Ruffini mencionó el riesgo que se corre al adoptar lógicas de marketing en la misión de la Iglesia, y propuso hacer un examen de conciencia sobre el estilo con que comunicamos el Evangelio. Igualmente, mencionó que la comunidad cristiana no debe reducirse a un público ni a reacciones en una publicación, sino ser espacio de encuentro real, oración compartida y testimonio alegre. Advirtió que el aislamiento en lo digital es una enfermedad de la época y que el antídoto es vivir la misión con unidad, comunión y sentido.

Un nuevo capítulo en la historia misionera de la Iglesia

Le correspondió cerrar las intervenciones a monseñor Lucio Ruiz, secretario del Dicasterio de la Comunicación, quien llamó la atención a ser conscientes del llamado recibido. Recordó que la misión digital parte de la vida interior, del silencio con Dios, y del testimonio encarnado en la vida concreta. Tomando la figura de María como «la gran influencer de Dios», observó que la verdadera grandeza viene del Señor, y que sólo se puede anunciar si se vive lo anunciado.

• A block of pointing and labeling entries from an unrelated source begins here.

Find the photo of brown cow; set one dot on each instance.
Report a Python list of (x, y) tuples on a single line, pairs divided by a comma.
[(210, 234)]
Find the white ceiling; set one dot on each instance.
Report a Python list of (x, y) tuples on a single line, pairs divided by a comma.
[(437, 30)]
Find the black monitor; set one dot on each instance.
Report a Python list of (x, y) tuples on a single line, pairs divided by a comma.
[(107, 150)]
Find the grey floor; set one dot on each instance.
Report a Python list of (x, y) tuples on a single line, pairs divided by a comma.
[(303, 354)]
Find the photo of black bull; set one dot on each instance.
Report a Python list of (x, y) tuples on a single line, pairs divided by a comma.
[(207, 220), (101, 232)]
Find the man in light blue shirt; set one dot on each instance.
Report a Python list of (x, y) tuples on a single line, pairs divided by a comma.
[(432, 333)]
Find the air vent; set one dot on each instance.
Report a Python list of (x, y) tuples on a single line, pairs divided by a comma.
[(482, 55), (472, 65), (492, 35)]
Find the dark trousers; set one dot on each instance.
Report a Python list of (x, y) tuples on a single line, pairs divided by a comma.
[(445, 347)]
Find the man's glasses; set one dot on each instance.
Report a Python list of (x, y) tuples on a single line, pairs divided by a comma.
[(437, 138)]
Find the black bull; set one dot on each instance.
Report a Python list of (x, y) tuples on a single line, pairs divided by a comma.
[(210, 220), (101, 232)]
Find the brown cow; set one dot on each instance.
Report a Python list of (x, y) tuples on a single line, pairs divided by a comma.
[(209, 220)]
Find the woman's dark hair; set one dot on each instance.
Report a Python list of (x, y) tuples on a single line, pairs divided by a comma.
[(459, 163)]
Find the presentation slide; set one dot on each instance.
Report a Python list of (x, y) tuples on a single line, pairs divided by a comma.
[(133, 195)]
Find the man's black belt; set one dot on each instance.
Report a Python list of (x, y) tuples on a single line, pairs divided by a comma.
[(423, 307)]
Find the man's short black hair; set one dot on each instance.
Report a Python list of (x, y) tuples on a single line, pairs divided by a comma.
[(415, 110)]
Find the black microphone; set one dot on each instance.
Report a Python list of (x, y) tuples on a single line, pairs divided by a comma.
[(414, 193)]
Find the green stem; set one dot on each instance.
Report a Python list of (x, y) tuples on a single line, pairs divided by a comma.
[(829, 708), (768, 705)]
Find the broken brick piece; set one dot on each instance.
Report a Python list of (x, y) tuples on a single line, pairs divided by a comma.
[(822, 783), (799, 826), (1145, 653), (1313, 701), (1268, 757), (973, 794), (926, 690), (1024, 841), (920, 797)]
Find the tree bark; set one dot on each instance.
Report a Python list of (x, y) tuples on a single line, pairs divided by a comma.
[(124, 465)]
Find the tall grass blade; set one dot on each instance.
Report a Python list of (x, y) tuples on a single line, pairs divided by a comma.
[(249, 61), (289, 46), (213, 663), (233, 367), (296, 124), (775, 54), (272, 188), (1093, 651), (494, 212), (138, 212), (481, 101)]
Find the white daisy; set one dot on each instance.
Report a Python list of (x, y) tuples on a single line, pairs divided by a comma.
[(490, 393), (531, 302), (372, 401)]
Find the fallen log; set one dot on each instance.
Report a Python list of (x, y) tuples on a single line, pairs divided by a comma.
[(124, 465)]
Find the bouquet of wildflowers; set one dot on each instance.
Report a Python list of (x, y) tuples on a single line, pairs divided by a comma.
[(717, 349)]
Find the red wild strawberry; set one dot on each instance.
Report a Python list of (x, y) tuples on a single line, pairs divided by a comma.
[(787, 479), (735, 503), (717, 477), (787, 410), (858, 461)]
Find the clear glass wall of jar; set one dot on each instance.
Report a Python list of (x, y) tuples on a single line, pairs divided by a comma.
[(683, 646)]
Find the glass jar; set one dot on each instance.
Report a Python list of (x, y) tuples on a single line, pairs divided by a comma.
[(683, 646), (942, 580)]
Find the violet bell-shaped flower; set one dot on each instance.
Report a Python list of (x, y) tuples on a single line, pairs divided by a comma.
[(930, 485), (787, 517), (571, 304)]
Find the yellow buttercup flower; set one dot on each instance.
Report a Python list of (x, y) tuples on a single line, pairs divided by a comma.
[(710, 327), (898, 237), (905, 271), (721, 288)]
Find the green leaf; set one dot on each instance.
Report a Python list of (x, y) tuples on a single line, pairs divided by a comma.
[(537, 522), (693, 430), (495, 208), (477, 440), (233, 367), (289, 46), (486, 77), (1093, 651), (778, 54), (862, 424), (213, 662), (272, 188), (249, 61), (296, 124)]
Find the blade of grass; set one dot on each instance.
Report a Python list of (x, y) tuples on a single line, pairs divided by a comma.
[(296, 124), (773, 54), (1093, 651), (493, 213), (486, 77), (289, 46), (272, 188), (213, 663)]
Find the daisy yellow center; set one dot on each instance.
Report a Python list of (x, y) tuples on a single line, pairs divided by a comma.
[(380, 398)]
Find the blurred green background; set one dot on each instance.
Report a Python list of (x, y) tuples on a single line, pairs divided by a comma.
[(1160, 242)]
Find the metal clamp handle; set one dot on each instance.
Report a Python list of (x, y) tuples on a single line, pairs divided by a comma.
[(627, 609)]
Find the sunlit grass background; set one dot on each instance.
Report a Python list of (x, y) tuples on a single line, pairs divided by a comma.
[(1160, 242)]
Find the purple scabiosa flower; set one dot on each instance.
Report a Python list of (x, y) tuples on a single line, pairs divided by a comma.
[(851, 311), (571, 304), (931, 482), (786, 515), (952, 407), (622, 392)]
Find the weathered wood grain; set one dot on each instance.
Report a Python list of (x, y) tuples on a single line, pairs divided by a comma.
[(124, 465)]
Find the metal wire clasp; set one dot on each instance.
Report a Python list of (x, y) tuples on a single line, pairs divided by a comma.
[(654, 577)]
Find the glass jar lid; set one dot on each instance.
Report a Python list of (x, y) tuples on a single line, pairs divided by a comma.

Lucio propuso “samaritanear” como clave misionera: “estar atentos al dolor humano también en las redes, llevando consuelo y esperanza más allá de los contenidos”. Demarcó el gran valor del primer anuncio en el entorno digital, pero advirtió que se trata de una misión de todos los miembros de la Iglesia, no individual. Por eso llamó a los influencers a permanecer unidos a sus pastores y a toda la Iglesia. Concluyó su reflexión, invitando a vivir este tiempo como el inicio de una nueva página misionera: “Queridos influencers, como María, escriban este nuevo capítulo y lleven la esperanza del Señor hasta los confines de la tierra”.